An interesting exercise for a technical event is to see how many of its sponsors have IPv6 enabled. I have attended All Things Open (who itself enabled IPv6 on their site via CloudFlare) since its inception three years ago and will be doing so again in two weeks, so I decided to perform this exercise. The parameters are simple: Is there an AAAA record on the webserver for the sponsor URL provided? Rather than list the resulting table for all of the sponsors, I will only list those who are enabled.
Sponsor | Host |
RedHat | Akamai |
CenturyLink Business | Self |
CoreOS | CloudFlare |
OpenNMS | DigitalOcean |
Pendo | |
Mozilla | CloudFlare |
elastic | Amazon (legacy) |
Of 46 total sponsors, only 6 have IPv6 enabled on their website, or approximately 13%. It should also be noted that this does not indicate whether these companies have IPv6 support in their product, only that they've cleared the simple hurdle of enabling it for their website.

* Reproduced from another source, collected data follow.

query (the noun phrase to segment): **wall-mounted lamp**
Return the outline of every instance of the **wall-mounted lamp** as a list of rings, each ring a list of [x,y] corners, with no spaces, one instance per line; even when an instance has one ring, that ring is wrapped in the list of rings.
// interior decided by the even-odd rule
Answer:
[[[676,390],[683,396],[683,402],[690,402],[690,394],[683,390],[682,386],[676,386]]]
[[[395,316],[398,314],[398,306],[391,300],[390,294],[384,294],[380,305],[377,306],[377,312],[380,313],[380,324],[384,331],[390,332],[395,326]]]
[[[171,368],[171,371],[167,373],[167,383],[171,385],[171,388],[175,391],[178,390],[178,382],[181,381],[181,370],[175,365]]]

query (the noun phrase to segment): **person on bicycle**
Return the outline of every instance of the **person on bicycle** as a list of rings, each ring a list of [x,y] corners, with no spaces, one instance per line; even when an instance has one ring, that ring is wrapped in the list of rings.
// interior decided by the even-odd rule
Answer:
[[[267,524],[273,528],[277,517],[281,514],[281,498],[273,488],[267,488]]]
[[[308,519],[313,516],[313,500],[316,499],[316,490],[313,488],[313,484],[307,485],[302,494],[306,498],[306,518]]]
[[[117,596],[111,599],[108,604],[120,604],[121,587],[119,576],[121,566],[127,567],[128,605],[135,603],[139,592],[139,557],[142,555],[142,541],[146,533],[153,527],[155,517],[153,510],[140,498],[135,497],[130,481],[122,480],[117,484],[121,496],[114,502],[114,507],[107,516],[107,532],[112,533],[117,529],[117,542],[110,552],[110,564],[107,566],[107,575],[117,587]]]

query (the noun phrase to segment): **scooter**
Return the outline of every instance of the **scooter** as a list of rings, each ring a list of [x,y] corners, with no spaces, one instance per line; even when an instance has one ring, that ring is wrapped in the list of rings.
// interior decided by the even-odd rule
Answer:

Particularly interesting here is the one site that is hosted on Amazon. Their site is hosted on a legacy load balancer, which new accounts (VPC) cannot use. I am somewhat hopeful that more Amazon hosted sites will begin to leverage theĀ recently announced IPv6 on CloudFront in the near future.
I plan to continue to meet with folk at these sorts of events and explain the benefits of IPv6 for their projects and the future of the Internet. Hopefully next year's numbers will be much improved.